The settlement amount was reached as a result of negotiations between the Quincy School Committee and the union in November 2008. It was $50,000 less than the amount a Superior Court judge ordered in the waning moments of the strike.
The union has argued that the $100,000 fine exceeds the actual amount of lost compensation by staff, wasted food and the costs to the city for use of police to patrol picket lines.
Wisconsin Chamber Orchestra management cancels concert, disrupts contract talks
The management of the Wisconsin Chamber Orchestra (WCO) cancelled a concert set for February 27 after musicians declined to answer an ultimatum from management to give an "unqualified assurance" that they would perform the concert. The ultimatum was accompanied by WCO management's withdrawal of a number of previously agreed upon contract terms.
The musicians union said it had believed that the long drawn-out negotiations were nearing a conclusion.
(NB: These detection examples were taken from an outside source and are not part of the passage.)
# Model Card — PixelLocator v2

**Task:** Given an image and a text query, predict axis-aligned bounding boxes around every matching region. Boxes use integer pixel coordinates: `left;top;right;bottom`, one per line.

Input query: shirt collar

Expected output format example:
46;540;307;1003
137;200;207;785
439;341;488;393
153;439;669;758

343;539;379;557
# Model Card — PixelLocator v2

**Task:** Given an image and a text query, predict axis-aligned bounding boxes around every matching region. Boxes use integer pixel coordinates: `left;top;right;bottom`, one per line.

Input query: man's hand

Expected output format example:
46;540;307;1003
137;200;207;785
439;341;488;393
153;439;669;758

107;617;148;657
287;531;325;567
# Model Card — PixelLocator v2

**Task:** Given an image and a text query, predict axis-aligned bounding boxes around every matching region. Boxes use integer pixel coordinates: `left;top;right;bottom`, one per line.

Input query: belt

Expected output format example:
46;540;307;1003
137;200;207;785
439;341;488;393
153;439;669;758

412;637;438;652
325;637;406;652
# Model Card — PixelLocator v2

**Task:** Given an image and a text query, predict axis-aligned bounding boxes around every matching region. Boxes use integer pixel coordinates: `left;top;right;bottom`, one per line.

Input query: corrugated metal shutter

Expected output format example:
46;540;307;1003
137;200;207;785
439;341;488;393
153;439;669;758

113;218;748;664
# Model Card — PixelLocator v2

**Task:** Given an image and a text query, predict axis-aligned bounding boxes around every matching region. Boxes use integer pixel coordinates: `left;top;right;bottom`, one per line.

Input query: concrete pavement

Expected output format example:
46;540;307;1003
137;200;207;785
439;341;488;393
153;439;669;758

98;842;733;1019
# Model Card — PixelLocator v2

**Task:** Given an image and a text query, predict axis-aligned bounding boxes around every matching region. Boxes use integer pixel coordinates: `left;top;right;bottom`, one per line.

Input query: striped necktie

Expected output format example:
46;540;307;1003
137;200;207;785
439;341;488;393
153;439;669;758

The union filed an unfair labor practices charge January 29, saying the demand that musicians guarantee the performance before a binding contract was in place denied them the right to strike.
Montreal newspaper locks out workers
Two hundred fifty workers at Montreal's largest daily paper, Le Journal, were locked out January 24 in a dispute over the merging of the paper and electronic media.
The workers, who are represented by the Syndicat des travailleurs de l'information du Journal de Montréal, include photographers, journalists and editors, have been without a contract since the end of December. Le Journal is owned by media giant Quebecor, which says it is determined to increase profitability by merging content in some of its 300-plus publications, which the union says would mean layoffs for many of its members. The union has said it is willing to make significant concessions and the company has said it will continue to publish using management staff.
In a related matter, workers at the only English-language daily in Montreal, the Montreal Gazette, also face lockout after overwhelmingly rejecting the company's latest offer. They have been without a contract since last July.
Montreal snowplows idled in overtime dispute
Over 600 Montreal municipal employees parked their vehicles at the end of their regular shift last Wednesday to protest the city's failure to pay them overtime in their last pay period.
The rush hour work stoppage came in the middle of a snowstorm, which brought traffic to a crawl across Montreal. The workers, who have been without a contract for two years, refused to perform overtime as required during a snowfall, saying they are fed up with "irresponsible" managers. Their union intervened to reach a deal with the city by 10 p.m. the same day, with officials saying the dispute was caused by a glitch.